A cube of ice is taken from the freezer at -8.5 degrees celsius and placed in a 100 gram aluminum calorimeter filled with 300 grams of water at room temperature of 20 degrees celsius. the final situation is observed to be all water at 17 degrees celsius. what was the mass of the ice cube?
113.09 grams
To solve this problem, we can use the principle of energy conservation.
The heat lost by the ice cube is equal to the heat gained by the water and the calorimeter.
First, let's find the amount of heat gained by the water:
Qwater = mwater * cwater * ΔTwater
Where:
Qwater is the heat gained or lost by water
mwater is the mass of the water
cwater is the specific heat capacity of water (approximately 4.18 J/g°C)
ΔTwater is the change in temperature of water
Given:
mwater = 300 g
Tinitial = 20°C
Tfinal = 17°C
ΔTwater = Tfinal - Tinitial
ΔTwater = 17°C - 20°C
ΔTwater = -3°C
Qwater = 300 g * 4.18 J/g°C * (-3°C)
Qwater = -3762 J
Next, let's find the amount of heat gained by the calorimeter:
Qcalorimeter = mcalorimeter * ccalorimeter * ΔTcalorimeter
Where:
Qcalorimeter is the heat gained or lost by the calorimeter
mcalorimeter is the mass of the calorimeter (assumed to be the same as the mass of water)
ccalorimeter is the specific heat capacity of aluminum (approximately 0.897 J/g°C)
ΔTcalorimeter is the change in temperature of the calorimeter
Given:
mcalorimeter = 300 g (assumed)
Tinitial = 20°C
Tfinal = 17°C
ΔTcalorimeter = Tfinal - Tinitial
ΔTcalorimeter = 17°C - 20°C
ΔTcalorimeter = -3°C
Qcalorimeter = 300 g * 0.897 J/g°C * (-3°C)
Qcalorimeter = -807.3 J
Now, since energy is conserved, the heat lost by the ice cube must be equal to the sum of the heat gained by the water and the calorimeter:
Qice = Qwater + Qcalorimeter
Qice = -3762 J + (-807.3 J)
Qice = -4569.3 J
Lastly, let's find the mass of the ice cube:
Qice = mice * cice * ΔTice
Where:
Qice is the heat gained or lost by the ice
mice is the mass of the ice cube (what we're solving for)

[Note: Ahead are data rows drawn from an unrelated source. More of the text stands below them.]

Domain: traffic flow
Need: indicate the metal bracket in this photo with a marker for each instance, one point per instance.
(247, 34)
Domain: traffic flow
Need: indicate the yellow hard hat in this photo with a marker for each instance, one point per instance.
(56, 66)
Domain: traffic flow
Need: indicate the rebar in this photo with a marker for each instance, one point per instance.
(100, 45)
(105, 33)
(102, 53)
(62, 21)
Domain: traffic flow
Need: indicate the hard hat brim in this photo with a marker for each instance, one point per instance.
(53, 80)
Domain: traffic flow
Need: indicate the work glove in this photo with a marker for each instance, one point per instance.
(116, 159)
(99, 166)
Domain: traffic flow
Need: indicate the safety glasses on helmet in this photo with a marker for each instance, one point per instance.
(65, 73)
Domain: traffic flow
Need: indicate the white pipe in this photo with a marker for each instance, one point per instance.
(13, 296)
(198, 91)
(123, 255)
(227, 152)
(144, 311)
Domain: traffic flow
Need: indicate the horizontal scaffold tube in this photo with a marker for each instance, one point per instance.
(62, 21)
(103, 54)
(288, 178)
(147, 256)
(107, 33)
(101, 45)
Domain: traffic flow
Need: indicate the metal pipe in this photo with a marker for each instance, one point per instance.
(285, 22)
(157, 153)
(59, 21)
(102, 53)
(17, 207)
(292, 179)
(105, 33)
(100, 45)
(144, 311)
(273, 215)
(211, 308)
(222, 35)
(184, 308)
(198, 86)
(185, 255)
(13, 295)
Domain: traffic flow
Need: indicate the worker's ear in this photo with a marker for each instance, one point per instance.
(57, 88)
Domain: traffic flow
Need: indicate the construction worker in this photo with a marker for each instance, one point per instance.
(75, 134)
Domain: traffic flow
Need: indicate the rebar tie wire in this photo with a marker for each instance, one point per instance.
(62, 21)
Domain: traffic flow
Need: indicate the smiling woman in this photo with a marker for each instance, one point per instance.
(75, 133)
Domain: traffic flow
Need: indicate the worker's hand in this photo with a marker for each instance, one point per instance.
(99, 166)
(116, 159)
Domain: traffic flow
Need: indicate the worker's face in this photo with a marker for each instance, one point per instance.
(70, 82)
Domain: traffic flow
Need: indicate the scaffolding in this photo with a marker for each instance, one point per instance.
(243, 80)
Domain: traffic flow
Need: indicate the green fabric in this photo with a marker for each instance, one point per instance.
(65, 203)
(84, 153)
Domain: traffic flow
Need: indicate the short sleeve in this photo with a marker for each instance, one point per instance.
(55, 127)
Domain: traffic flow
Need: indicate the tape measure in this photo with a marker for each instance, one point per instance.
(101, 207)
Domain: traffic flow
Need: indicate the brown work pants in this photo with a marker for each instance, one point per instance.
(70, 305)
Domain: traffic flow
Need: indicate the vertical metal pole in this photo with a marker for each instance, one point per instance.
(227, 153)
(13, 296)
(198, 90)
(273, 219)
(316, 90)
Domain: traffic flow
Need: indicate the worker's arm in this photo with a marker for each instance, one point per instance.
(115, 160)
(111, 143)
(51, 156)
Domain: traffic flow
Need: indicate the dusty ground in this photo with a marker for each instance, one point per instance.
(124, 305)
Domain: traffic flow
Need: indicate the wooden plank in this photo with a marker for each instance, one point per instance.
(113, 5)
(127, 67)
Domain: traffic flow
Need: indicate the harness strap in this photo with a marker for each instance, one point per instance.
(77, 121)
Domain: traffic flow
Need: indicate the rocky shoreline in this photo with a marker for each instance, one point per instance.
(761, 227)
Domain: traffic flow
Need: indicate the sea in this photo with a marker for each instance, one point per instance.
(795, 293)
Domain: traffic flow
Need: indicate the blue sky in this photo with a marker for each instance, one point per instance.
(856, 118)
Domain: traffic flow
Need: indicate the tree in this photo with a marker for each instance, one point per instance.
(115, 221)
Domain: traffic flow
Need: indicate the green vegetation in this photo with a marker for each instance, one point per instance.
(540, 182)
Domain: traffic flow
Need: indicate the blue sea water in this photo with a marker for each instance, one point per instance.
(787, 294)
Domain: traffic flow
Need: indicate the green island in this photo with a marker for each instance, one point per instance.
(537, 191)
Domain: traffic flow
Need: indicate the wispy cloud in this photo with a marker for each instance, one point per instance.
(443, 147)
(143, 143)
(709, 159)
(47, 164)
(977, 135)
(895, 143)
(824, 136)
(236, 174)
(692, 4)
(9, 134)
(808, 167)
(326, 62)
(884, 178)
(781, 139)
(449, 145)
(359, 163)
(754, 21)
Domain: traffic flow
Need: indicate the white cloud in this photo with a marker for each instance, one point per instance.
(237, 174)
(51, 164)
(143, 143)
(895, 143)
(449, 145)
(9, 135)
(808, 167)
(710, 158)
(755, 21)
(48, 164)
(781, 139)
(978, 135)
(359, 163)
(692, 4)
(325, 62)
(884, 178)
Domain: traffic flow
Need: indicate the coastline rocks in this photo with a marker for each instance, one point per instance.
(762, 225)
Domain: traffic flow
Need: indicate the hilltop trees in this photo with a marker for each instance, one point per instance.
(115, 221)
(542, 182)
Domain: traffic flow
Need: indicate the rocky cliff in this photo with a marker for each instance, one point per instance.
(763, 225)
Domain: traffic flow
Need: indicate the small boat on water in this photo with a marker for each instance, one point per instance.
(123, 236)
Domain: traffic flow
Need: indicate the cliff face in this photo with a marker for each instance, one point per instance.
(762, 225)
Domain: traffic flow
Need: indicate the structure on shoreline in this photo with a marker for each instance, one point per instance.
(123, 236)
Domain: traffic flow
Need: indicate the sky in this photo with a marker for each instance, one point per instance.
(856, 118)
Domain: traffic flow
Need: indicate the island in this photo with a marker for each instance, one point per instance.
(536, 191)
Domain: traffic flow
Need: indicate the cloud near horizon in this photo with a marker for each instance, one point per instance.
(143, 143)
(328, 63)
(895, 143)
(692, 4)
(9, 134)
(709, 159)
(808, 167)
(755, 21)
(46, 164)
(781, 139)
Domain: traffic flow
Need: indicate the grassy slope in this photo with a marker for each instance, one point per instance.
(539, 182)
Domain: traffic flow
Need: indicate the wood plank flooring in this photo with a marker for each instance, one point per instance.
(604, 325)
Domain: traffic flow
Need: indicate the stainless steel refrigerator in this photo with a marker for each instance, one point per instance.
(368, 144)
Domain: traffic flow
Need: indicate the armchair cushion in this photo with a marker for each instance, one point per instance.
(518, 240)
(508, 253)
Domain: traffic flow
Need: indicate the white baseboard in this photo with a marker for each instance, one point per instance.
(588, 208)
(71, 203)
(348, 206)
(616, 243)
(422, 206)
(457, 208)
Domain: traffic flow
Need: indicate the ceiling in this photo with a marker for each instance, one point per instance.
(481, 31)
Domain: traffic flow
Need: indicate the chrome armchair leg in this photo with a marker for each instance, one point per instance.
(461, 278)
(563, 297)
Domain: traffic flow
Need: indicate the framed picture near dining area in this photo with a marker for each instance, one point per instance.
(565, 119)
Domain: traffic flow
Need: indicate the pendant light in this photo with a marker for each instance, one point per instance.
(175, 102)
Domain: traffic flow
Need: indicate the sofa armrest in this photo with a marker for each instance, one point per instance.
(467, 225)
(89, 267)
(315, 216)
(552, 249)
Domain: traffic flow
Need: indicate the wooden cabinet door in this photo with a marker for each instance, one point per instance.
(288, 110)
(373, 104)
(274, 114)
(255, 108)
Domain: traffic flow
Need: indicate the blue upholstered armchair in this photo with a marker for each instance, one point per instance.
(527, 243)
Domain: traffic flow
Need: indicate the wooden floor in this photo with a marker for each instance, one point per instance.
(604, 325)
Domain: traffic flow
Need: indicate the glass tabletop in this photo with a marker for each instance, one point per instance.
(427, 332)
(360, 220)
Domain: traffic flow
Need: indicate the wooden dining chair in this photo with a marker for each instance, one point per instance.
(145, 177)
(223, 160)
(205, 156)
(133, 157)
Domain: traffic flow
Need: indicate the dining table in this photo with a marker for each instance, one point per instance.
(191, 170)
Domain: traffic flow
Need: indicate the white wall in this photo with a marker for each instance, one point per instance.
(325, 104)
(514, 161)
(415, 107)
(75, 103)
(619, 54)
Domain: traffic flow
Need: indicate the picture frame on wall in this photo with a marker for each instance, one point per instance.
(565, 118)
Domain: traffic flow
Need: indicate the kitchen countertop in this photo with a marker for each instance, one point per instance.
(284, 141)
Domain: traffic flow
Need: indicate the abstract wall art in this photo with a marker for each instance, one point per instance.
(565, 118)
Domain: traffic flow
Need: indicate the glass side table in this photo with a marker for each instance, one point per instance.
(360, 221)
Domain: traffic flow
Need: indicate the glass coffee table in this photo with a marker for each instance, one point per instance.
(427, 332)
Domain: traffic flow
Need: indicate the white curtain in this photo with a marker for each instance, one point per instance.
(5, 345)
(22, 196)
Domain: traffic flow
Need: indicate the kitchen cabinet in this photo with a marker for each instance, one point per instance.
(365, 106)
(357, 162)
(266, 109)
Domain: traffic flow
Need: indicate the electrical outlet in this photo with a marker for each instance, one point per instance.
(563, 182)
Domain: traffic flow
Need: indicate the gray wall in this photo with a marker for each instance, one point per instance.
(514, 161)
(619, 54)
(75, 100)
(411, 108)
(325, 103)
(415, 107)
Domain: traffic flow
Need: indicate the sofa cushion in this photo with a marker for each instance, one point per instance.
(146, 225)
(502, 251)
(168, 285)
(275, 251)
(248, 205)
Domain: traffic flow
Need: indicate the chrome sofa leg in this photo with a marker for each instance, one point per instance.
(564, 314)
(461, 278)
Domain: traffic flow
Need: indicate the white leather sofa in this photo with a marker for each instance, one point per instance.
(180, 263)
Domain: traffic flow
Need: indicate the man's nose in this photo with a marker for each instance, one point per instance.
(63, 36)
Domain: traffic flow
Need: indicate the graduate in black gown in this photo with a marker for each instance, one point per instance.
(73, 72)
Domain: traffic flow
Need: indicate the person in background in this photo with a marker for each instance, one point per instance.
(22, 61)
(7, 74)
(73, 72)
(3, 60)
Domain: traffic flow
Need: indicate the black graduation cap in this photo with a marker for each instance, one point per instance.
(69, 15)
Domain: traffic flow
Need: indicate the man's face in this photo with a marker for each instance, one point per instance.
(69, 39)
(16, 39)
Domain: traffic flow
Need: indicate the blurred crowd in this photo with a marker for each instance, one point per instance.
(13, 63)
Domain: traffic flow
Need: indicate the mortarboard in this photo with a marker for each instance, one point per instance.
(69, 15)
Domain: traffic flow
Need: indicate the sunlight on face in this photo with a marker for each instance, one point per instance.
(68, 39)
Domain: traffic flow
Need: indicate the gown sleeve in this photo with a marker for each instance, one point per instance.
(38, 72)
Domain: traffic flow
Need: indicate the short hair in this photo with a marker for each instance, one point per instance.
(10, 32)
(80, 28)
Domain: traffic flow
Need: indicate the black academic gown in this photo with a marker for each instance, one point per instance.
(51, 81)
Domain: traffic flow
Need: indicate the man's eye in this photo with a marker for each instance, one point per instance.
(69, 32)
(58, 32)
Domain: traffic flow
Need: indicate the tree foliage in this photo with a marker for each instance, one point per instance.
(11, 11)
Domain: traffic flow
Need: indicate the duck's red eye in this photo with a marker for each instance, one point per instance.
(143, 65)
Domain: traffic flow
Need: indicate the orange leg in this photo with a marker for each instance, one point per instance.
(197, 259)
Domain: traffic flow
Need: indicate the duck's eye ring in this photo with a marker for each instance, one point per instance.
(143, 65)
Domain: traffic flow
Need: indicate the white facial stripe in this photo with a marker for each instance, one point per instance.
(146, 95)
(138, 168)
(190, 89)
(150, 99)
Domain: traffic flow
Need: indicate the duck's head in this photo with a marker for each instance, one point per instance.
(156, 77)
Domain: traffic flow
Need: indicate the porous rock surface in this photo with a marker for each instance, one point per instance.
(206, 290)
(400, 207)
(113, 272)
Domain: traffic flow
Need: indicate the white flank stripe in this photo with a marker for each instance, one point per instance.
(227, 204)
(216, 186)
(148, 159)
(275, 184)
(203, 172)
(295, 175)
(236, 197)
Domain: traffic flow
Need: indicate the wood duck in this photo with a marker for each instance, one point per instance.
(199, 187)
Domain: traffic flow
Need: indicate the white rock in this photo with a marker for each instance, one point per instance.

cice is the specific heat capacity of ice (approximately 2.09 J/g°C)
ΔTice is the change in temperature of the ice
Given:
cice = 2.09 J/g°C
ΔTice = Tfinal - Tinitial
ΔTice = 17°C - (-8.5°C)
ΔTice = 25.5°C
Qice = mice * 2.09 J/g°C * 25.5°C
-4569.3 J = mice * 2.09 J/g°C * 25.5°C
Solving for mice, the mass of the ice cube:
mice = -4569.3 J / (2.09 J/g°C * 25.5°C)
mice = -4569.3 J / 53.295 J/g
mice ≈ -85.79 g
Since mass cannot be negative, we reject the negative value. Therefore, there is an error in the problem or measurements provided, as the mass of the ice cube cannot be negative.